Deshalb zählte zu den ersten und zentral wichtigsten Aufgaben dieser kommunistischen Diktaturen die Industrialisierung des eigenen Landes um beinahe jeden Preis, um dem Transatlantischen Imperium überhaupt etwas entgegensetzen und sich somit gegenüber den beherrschten Völkern legitimieren zu können. Doch gleichzeitig wurden sie gezwungen, durch das Wettrüsten einen enormen Aufwand an Ressourcen an das eigene Militär zu binden, was letztlich eine wirtschaftliche Angleichung an das westliche Imperium unmöglich machte. Stichwort: Wettrüsten!

Dem zumindest ideologisch natürlich marxistisch imperial ausgerichteten Kommunismus war dies mit seinem Wirtschaftssystem, der Planwirtschaft (als Kriegs -bzw. Notwirtschaft im wilhelminischen Kaiserreich zuerst eingeführt und von den Bolschewisten übernommen, deren Machtergreifung von der deutschen Regierung unter Wilhelm II. überhaupt erst ermöglicht wurde) jedoch nie gelungen. China, das damals noch weit weniger entwickelt war, hat es mit dem langen Marsch auch nicht vermocht, aufzuholen. Erst recht nicht mit seiner Kulturrevolution. Erst Deng Xiao Ping, den ich für weitaus größer halte als Mao, hatte die Krise des Kapitalismus erkannt und den pseudosozialistischen US-Neoliberalismus, der Ausdruck dieser Krise ist, ausgenutzt, um China im Eiltempo zu industrialisieren und somit zur ersten Weltwirtschaftsmacht und dazu zum ersten Gläubiger des westlichen Finanzsystems aufzusteigen.

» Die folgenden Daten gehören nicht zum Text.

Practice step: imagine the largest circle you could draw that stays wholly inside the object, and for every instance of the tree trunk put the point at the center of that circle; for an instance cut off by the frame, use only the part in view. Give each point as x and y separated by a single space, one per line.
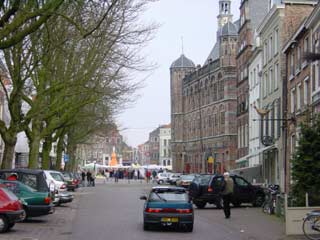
34 145
8 154
59 153
47 145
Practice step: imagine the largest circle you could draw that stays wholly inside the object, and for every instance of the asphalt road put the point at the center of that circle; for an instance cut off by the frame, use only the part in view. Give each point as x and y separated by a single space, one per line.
114 211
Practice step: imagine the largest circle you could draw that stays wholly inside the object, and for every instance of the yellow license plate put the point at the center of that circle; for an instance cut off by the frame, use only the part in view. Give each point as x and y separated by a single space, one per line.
169 219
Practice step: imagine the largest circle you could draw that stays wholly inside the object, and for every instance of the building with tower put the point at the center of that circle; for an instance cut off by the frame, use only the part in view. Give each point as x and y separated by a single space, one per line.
204 104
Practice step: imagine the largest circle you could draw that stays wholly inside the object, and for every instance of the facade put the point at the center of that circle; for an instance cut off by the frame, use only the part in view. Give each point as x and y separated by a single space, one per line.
302 82
204 104
165 146
154 146
274 31
251 13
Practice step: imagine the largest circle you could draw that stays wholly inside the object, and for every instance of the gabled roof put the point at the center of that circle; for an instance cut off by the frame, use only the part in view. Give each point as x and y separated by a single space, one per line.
182 62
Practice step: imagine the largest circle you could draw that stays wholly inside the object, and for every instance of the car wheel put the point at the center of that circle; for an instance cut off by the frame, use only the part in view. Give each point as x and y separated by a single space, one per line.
219 203
145 227
236 204
199 204
259 200
11 225
189 227
4 224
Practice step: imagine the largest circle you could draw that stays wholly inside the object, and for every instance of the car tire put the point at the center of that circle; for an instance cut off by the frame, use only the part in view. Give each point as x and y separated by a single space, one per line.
4 224
219 203
145 227
259 200
236 204
189 227
200 204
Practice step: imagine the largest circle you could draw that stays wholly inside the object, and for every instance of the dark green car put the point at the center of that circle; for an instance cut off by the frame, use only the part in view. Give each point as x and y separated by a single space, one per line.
35 203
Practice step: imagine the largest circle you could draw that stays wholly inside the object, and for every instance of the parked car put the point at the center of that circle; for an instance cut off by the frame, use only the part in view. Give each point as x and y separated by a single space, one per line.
70 180
207 188
185 180
34 203
60 186
162 177
173 178
11 210
168 206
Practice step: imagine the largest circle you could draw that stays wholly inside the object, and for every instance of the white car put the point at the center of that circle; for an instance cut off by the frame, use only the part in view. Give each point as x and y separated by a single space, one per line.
61 194
163 177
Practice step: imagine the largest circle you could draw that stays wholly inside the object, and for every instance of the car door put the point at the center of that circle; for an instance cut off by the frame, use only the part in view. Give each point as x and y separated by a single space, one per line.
242 190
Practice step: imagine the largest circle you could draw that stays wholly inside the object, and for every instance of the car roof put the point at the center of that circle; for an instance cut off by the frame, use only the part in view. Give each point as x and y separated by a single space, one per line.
23 170
167 187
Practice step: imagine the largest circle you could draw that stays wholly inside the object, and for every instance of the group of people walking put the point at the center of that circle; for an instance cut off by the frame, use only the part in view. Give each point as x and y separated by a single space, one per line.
90 176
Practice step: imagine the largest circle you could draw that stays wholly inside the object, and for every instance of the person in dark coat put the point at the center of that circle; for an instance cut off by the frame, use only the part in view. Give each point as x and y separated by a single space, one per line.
227 191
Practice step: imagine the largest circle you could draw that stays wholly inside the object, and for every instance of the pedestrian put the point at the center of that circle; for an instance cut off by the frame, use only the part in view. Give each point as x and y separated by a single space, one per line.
227 191
88 178
83 178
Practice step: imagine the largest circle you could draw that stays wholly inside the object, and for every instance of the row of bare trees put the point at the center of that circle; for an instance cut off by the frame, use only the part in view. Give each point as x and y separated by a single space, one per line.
70 65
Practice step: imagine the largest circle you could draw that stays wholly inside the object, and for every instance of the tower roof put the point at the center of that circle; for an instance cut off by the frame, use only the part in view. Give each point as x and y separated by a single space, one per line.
182 62
229 29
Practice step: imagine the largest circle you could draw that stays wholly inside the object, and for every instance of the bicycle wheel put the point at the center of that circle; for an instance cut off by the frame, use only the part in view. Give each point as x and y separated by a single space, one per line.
311 227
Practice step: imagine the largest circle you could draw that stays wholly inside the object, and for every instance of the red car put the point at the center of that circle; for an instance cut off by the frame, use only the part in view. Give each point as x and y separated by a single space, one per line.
11 210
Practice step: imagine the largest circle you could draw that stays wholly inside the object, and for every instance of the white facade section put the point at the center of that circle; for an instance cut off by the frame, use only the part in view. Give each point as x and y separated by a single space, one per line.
254 101
165 149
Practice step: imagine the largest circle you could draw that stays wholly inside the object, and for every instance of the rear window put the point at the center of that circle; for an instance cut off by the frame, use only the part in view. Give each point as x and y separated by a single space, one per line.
57 177
204 180
168 196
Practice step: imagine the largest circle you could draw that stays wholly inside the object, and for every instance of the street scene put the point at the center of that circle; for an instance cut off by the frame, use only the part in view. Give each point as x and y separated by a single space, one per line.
158 119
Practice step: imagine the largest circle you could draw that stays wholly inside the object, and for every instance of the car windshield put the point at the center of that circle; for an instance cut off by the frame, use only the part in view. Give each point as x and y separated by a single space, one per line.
11 195
205 179
57 177
187 177
171 195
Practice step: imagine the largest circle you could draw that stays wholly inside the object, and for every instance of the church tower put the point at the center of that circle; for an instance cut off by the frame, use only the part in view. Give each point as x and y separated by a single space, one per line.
224 13
178 70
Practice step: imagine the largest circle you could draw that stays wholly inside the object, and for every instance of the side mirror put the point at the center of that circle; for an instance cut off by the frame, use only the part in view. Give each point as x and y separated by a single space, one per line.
143 198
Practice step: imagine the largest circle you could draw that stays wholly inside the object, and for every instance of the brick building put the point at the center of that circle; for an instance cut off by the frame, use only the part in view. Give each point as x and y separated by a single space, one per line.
203 104
275 30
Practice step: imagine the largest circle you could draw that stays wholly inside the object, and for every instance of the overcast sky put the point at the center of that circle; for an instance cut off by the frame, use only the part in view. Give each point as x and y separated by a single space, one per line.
196 22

Heute haben sich deshalb die Voraussetzungen geändert. Russland wie China haben aus ihrer Geschichte gelernt. Weder kann Russland China beherrschen noch China Russland. Beide sind auf Gedeih und Verderb aufeinander angewiesen und bilden jetzt zusammen mit den USA unter Trump, der den imperialen Fraktionen eine deutliche Abfuhr erteilt hat, die drei wichtigsten Großmächte auf dem Globus, um die sich die weniger mächtigen Staaten herum gruppieren und ordnen. Deshalb werden Allianzen und nicht Imperien in Zukunft die Weltpolitik bestimmen. Die Stellvertreterkriege in Eurasien sind Zeugnis dieses Prozesses.

Wer im Zuge des Untergangs des Westens das Heil
durch die Imperien im Osten erwartet, der erwartet das Einhorn.

Man könnte aber auch sagen, wer Russland und China als Imperien ansieht, glaubt an das Einhorn.

Aus Hass
auf die eigenen Herrscher werden ferne Herrscher bejubelt. Ausserdem
umfasst das Abendland mittlerweile auch Japan, Südkorea und zunehmend auch
China und Russland. Der westliche Lebensstil ist längst globalisiert, und
wenn er fällt, fällt er global.

Was bitte ist der "westliche Lebensstil"? Ich kenne einen Haufen westlicher Lebensstile. Verwenden Sie den Begriff hier nicht eher als globalistischen Propagandabegriff des Transatlantischen Imperiums?

Was viele Völker inzwischen nach Russland drängt, ist eben nicht, einem fremden Herrscher eines fremden Imperiums zuzujubeln, sondern sie jubeln, wenn schon, dem Nationalstaatskonzepten des Multilateralismus Russlands und Chinas zu.